AMERISAFE INC (AMSF)
Sector: Financials
2025 Annual Meeting Analysis
AMERISAFE INC · Meeting: June 6, 2025
Directors FOR
1
Directors AGAINST
2
Say on Pay
FOR
Auditor
FOR
Director Elections
Election of Directors
Against Analysis
Ms. Fontenot has served since 2016, meaning her tenure fully covers the period during which AMERISAFE's stock fell roughly 12% while its insurance-company peers gained about 17% on average — a gap of about 29 percentage points that exceeds our 20-point threshold for companies with negative returns; the 5-year record shows the same pattern (-18.5% vs peers' +22%), so there is no longer-term track record to offset the concern.
Mr. Morris has been a director since 2005 and has served as non-executive Chairman since 2016, meaning he bears the greatest board-level accountability for the sustained period during which AMERISAFE's shares lost about 12% over three years while comparable insurance companies gained roughly 17%; the 5-year picture is even worse (-18.5% vs peers' +22%), confirming this is not a temporary dip.
For Analysis
Mr. Greer joined the board in March 2022, which is within the 24-month window that exempts newer directors from the stock-performance trigger, so he is not held responsible for underperformance that largely predates his tenure.
Of the three nominees, two long-tenured directors (Fontenot since 2016, Morris since 2005) are voted AGAINST because the company's stock has meaningfully lagged its own disclosed peer group over both 3-year and 5-year periods — a gap that triggers our policy threshold. Billy Greer, who joined in March 2022, is exempt from the performance trigger under the 24-month new-director rule and receives a FOR vote.
Say on Pay
✓ FORCEO
G. Janelle Frost
Total Comp
$2,286,381
Prior Support
99%+%
CEO total compensation of approximately $2.29 million is reasonable for a CEO of a ~$636 million market-cap specialty insurance company, with roughly 64% of total pay coming from variable, performance-tied components (annual cash incentive and long-term equity awards), comfortably exceeding the 50-60% variable pay standard.
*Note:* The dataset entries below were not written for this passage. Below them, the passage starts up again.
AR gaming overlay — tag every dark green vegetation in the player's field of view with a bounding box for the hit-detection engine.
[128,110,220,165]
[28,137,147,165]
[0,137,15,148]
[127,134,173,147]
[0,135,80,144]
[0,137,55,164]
The company received over 99% shareholder support on last year's say-on-pay vote, signaling no prior shareholder concerns, and the long-term incentive plan uses a three-year average return-on-equity metric with a meaningful performance hurdle and a TSR modifier that can reduce payouts, which are genuine, measurable performance conditions rather than pay guaranteed regardless of results. While the stock has underperformed peers, the variable pay structure includes a TSR downward modifier that already penalized prior payouts (the 2021-2023 performance award was reduced due to TSR underperformance), demonstrating that the incentive plan is functioning as intended.
Auditor Ratification
✓ FORAuditor
Ernst & Young LLP
Tenure
N/A
Audit Fees
$1,691,000
Non-Audit Fees
$0
Ernst & Young charged only audit fees ($1,691,000) with zero non-audit, tax, or other fees in 2024, so the non-audit fee ratio is 0% — well below the 50% threshold that would raise independence concerns. No material restatements were disclosed, and Ernst & Young is a Big 4 firm fully appropriate for a company of AMERISAFE's size. Auditor tenure is not disclosed in the proxy, so the tenure trigger does not fire per policy.
Overall Assessment
The 2025 AMERISAFE annual meeting presents four proposals; the most significant governance concern is sustained stock-price underperformance relative to the company's own disclosed insurance peers, which triggers AGAINST votes for the two longest-serving director nominees (Morris and Fontenot) while the newer director (Greer) passes. The auditor and say-on-pay proposals both pass their policy screens cleanly, with zero non-audit fees and a CEO pay package that is reasonably structured and well within benchmark.